96 Mr Coope gave evidence, with which the liquidator agreed, that there were a number of risks relating to the litigation in addition to the risk inherent in all litigation. Those risks included:
· The claim was for insolvent trading for the period 1 December 1994 to 14 February 1995, but there was a risk that the defendants would establish a defence of reasonable expectation that Clutha was able to pay its debts as and when payable for part of that period, say December and possibly the first half of January, to allow for the Christmas/New Year period. If that defence was established the effect would have been to reduce the amount claimable against the directors by about $3.5m. The reasons why there was a real risk that such a defence as to part of the period might be established was because:
(a) Clutha raised $30m in equity on 29 November 1994 (being a capital raising underwritten by Macquarie Bank);
(b) Clutha's mines were shut from 25 November to early December 1994 because of difficulties with excessive gas, and then a lightning strike on an extraction fan, and when they re-opened there were restrictions on mining activities, such that a court might have considered that the directors were reasonably entitled to a few weeks to assess the consequences of these matters; and
(c) because Clutha's 30 June 1994 financial statements were given an unqualified audit report on 29 November 1994.
· Interest may not have been awarded for the whole period claimed because proceedings were issued six years after the appointment of the voluntary administrator, on the day before the expiry of the relevant limitation period.

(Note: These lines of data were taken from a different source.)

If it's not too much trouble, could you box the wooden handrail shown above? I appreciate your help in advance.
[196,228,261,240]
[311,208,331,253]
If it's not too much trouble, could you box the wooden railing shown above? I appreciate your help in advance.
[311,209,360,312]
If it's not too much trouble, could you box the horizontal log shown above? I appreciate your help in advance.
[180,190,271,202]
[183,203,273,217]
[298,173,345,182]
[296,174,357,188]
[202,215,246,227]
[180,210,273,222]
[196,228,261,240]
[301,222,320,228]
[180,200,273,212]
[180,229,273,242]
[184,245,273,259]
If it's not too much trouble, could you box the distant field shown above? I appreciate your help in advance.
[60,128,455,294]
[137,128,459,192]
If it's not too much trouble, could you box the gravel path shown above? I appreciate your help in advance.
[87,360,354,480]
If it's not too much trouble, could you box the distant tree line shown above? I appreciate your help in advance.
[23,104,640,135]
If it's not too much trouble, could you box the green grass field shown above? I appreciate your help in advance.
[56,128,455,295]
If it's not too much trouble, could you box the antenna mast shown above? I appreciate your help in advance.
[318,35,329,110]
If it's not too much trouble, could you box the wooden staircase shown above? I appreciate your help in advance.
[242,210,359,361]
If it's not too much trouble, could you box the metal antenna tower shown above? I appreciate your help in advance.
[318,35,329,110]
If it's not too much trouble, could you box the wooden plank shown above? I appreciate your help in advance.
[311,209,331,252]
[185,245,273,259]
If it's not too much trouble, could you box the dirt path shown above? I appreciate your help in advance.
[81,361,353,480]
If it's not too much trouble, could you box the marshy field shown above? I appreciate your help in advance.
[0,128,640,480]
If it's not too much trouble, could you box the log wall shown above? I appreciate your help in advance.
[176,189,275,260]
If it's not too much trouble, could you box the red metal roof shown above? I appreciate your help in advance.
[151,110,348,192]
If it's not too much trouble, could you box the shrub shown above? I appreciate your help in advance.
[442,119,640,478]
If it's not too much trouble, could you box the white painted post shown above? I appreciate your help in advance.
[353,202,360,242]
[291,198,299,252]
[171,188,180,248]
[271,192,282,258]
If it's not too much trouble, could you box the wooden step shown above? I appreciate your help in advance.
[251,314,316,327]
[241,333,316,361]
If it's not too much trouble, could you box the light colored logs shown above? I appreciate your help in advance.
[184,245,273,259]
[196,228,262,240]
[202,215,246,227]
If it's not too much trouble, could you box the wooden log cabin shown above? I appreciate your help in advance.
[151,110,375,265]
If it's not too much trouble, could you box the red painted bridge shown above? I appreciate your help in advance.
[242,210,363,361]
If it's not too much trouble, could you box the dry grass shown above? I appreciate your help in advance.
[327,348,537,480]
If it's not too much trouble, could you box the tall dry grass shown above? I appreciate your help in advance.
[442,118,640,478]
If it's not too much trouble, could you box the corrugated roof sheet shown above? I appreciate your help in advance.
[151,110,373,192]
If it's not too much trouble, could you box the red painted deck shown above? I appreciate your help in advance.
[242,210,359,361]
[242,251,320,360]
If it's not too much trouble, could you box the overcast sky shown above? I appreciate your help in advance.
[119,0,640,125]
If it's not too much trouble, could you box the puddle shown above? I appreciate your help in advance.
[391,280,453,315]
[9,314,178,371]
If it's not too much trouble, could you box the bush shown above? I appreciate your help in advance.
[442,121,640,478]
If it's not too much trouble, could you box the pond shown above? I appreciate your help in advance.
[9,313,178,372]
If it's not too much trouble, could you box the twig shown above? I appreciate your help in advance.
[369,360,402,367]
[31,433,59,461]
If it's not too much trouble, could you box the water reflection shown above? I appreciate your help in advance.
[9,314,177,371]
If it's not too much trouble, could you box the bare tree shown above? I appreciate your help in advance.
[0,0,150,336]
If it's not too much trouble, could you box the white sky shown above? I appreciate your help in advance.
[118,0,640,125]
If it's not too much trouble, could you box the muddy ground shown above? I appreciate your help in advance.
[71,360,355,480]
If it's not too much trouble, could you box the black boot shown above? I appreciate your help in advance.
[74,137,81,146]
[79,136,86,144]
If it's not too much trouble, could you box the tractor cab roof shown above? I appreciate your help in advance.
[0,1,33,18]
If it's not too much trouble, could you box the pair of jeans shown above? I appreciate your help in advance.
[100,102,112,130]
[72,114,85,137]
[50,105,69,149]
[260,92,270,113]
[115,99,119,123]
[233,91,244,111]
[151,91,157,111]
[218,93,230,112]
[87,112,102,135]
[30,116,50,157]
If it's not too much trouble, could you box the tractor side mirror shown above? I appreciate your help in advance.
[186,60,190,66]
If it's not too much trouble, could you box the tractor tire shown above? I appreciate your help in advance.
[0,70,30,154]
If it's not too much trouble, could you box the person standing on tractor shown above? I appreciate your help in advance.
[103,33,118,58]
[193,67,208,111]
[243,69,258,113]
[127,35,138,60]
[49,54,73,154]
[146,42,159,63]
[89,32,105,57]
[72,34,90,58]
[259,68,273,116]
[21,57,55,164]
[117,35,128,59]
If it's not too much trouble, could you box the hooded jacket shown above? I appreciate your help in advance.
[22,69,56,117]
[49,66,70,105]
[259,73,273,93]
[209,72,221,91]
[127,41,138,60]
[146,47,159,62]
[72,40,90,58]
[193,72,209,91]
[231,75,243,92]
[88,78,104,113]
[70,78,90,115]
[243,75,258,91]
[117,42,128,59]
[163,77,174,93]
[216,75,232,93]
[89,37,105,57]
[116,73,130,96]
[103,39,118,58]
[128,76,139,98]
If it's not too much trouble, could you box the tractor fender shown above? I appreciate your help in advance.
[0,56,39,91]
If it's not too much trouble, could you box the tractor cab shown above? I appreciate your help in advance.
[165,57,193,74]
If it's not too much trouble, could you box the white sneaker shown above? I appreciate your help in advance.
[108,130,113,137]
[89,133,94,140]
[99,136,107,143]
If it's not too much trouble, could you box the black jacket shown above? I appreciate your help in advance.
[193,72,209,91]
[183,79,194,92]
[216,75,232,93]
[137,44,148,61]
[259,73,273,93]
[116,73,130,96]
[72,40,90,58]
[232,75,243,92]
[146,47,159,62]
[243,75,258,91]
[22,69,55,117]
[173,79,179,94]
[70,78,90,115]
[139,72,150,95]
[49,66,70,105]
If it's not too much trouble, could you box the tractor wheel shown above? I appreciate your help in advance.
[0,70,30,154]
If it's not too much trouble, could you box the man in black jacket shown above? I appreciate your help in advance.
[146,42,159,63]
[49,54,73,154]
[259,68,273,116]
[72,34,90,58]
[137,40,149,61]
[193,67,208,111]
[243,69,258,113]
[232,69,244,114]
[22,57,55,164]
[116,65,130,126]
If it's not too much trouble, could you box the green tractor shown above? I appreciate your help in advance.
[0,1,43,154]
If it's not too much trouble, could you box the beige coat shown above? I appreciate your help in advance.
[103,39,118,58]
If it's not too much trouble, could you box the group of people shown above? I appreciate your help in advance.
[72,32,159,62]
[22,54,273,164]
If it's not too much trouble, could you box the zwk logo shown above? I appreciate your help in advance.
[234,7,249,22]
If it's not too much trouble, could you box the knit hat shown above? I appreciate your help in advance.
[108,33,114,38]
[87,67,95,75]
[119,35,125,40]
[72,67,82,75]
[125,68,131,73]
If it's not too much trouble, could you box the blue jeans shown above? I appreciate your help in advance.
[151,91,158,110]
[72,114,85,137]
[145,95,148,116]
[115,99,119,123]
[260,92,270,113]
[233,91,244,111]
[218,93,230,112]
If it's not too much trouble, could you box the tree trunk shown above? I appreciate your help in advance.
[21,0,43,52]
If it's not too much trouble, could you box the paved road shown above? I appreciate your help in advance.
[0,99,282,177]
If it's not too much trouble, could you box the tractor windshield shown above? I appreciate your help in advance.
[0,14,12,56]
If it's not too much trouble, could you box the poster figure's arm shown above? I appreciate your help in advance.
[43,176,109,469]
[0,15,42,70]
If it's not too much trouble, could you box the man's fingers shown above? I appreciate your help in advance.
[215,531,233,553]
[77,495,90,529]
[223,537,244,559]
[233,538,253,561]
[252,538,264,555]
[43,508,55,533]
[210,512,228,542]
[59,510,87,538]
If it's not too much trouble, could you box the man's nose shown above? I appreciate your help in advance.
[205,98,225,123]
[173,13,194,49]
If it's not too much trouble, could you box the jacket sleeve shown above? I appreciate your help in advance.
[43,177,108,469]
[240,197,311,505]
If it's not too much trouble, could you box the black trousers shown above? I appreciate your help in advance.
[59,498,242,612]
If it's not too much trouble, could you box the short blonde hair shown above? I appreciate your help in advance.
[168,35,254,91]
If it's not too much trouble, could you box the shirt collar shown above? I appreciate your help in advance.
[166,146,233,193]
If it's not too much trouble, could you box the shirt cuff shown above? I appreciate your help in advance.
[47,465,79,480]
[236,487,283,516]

· As against one of the defendants, who was an alternate director, the claim was limited to the last 10 days that Clutha traded because it was in this period only that he acted in his capacity as an alternate director.
· All the directors had claims for relief under s.1318 Corporations Law.
· A large amount of debts to a few of the largest trade creditors of Clutha were arguably incurred by subsidiaries of Clutha which would not then have been recoverable on behalf of Clutha as the parent. This had the potential to reduce the amount of the claim by more than $3.5m.